Ayan Usman, a sophomore at Como Park High School, is tall, wears a long olive-green skirt and has eyes that gaze steadily from beneath her silky black headscarf.
She says she likes working with money and numbers and would like to be her own boss some day. Her plan is to study business and economics after high school, perhaps at Mankato State University.
Usman was an average student who caught the eye of her science teacher, Robyn Asher, who told Usman that she thought she could handle a more challenging biology class and that she should also sign up with the AVID program.
AVID (Advancement Via Individual Determination) provides average students with special classes, teachers and support during the school day so that they are challenged to become above-average students.
Usman says she finds AVID helpful because it teaches students how to take better notes and offers tutorials. Plus, she says, “the teachers push you.”

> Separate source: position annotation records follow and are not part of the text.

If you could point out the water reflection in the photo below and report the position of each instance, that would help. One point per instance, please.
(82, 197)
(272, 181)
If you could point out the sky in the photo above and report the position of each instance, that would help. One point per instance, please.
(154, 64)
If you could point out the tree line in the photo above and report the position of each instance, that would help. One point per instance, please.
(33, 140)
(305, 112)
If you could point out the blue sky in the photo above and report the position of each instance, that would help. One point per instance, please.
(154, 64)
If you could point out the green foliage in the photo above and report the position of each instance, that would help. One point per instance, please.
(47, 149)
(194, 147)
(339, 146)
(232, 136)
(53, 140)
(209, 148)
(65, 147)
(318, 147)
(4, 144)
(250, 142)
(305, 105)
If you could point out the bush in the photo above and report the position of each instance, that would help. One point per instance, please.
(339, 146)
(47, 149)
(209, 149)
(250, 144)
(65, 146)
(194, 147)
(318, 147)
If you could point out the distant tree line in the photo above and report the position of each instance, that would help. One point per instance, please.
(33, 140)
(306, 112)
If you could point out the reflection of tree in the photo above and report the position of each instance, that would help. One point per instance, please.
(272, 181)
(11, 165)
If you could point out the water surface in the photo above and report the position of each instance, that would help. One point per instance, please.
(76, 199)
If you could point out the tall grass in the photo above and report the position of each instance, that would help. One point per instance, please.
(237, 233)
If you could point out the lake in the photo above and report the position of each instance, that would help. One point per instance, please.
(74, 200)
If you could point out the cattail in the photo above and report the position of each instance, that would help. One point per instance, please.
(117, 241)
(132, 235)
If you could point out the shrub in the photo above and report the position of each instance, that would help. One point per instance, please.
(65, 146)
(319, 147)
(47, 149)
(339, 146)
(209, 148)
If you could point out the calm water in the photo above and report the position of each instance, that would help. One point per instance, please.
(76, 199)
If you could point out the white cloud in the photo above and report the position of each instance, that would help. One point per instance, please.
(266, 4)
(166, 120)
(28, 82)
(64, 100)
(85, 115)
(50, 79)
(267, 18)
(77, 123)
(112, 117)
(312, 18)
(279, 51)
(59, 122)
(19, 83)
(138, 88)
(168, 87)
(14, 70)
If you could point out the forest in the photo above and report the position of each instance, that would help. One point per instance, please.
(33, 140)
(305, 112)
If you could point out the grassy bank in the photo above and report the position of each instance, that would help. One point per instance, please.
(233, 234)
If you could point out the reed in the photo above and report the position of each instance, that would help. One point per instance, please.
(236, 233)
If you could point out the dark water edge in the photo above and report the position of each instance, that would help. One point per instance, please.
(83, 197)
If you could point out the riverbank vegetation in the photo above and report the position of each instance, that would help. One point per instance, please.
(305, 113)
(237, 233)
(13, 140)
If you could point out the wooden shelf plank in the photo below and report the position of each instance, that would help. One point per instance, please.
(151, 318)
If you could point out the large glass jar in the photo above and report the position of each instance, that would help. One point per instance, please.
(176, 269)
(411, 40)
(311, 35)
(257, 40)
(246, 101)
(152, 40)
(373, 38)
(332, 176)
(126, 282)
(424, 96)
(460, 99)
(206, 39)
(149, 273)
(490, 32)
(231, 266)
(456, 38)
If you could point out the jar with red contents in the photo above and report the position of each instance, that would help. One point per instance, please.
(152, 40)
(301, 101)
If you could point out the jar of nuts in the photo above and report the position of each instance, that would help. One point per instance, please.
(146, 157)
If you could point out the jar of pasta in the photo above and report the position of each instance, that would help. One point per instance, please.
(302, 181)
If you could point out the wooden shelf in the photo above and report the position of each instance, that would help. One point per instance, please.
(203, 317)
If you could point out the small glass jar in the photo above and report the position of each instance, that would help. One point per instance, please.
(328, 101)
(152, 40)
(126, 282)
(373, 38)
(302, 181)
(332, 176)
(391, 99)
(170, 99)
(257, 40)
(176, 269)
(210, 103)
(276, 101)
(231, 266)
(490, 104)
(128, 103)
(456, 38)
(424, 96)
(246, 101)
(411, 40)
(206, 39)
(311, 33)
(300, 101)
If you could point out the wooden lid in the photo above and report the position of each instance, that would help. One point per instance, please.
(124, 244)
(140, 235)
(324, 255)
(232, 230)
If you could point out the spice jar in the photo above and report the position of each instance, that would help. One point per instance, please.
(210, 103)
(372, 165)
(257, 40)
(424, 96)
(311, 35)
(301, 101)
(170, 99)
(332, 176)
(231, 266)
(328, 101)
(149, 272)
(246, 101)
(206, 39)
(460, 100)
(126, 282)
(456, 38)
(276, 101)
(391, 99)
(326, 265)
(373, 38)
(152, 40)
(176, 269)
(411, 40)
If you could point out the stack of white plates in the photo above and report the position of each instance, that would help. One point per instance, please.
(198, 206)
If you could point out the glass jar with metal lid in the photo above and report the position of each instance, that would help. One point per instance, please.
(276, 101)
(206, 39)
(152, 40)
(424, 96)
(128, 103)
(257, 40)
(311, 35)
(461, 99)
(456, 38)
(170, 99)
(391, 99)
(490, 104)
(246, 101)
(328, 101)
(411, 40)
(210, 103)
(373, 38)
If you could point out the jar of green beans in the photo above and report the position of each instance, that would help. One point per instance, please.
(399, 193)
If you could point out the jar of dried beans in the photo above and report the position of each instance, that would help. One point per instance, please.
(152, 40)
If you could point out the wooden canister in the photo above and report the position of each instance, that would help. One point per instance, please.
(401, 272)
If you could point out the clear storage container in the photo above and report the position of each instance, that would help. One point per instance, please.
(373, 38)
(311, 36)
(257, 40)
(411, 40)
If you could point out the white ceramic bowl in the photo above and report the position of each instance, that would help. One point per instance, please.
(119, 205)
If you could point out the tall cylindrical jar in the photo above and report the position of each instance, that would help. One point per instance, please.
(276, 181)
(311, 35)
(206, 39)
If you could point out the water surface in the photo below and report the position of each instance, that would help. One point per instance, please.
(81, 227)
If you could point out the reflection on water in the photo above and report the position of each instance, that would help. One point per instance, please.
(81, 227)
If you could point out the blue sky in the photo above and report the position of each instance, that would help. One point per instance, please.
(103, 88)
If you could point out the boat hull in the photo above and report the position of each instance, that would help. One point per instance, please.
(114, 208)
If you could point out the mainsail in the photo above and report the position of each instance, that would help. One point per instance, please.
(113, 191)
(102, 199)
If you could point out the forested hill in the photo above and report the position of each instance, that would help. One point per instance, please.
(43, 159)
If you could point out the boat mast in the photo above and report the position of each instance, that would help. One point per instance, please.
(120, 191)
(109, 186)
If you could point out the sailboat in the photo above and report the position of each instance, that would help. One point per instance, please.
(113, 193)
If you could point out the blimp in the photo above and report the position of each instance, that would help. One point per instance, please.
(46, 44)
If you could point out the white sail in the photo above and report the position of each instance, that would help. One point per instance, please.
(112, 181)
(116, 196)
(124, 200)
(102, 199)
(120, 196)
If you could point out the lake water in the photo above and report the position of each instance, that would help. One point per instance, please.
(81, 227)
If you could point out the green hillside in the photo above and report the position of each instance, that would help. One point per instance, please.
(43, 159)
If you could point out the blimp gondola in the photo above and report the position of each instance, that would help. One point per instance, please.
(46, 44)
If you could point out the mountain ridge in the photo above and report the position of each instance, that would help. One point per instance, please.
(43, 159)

That kind of good faith and encouragement can be the key to academic success. AVID students sign up for rigorous courses, as well as AVID elective courses where they learn to improve organization and study skills, maintain a high GPA, prepare for college placement exams, and investigate college and scholarship opportunities.
According to Dawn Laufenberg, coordinator for the program at Como, AVID participants are those who are in the academic middle and have been flagged by teachers as having the potential to do better.
AVID is a national program that was brought to the St. Paul School District three years ago. This is the second year for the program at Como. Some of Como’s AVID students were introduced to the program at Murray Junior High.
“I love the AVID program,” says Laufenberg. “It gets kids into advanced classes and supports them. They attend an AVID elective class every day. That’s a key piece.”
AVID was developed in the early 1980s in San Diego in response to court-ordered integration. It 1992 AVID incorporated as a nonprofit organization.
Its programs are used in schools nationwide to prepare students for college. According to AVID’s Web site, 75 percent of 2006 AVID graduates were accepted at a four-year college.
The AVID site team at Como includes coordinator Laufenberg, guidance counselor Eloise Allen, principal Dan Mesick, math teacher Rosemary Hofer, world language teachers Suzanne Susens and Kathy Herrema-Johnson, and the two teachers who teach AVID electives: Robyn Asher (science) and Kristin Meister (English). All are trained and certified by AVID.
Tutors provide another key component to the AVID program, many of them volunteers. They work with students on Tuesday and Thursdays. College student Christopher Pleasants got involved because he was looking for a job with college access programs.
“I want to have a career in working with college access programs when I graduate,” he says. “It’s where my passion lies.”
Pleasants, a graduate of St. Paul’s Central High School, says, “You are starting to see more minorities in challenge classes because of the AVID program. I think that is a really positive change.”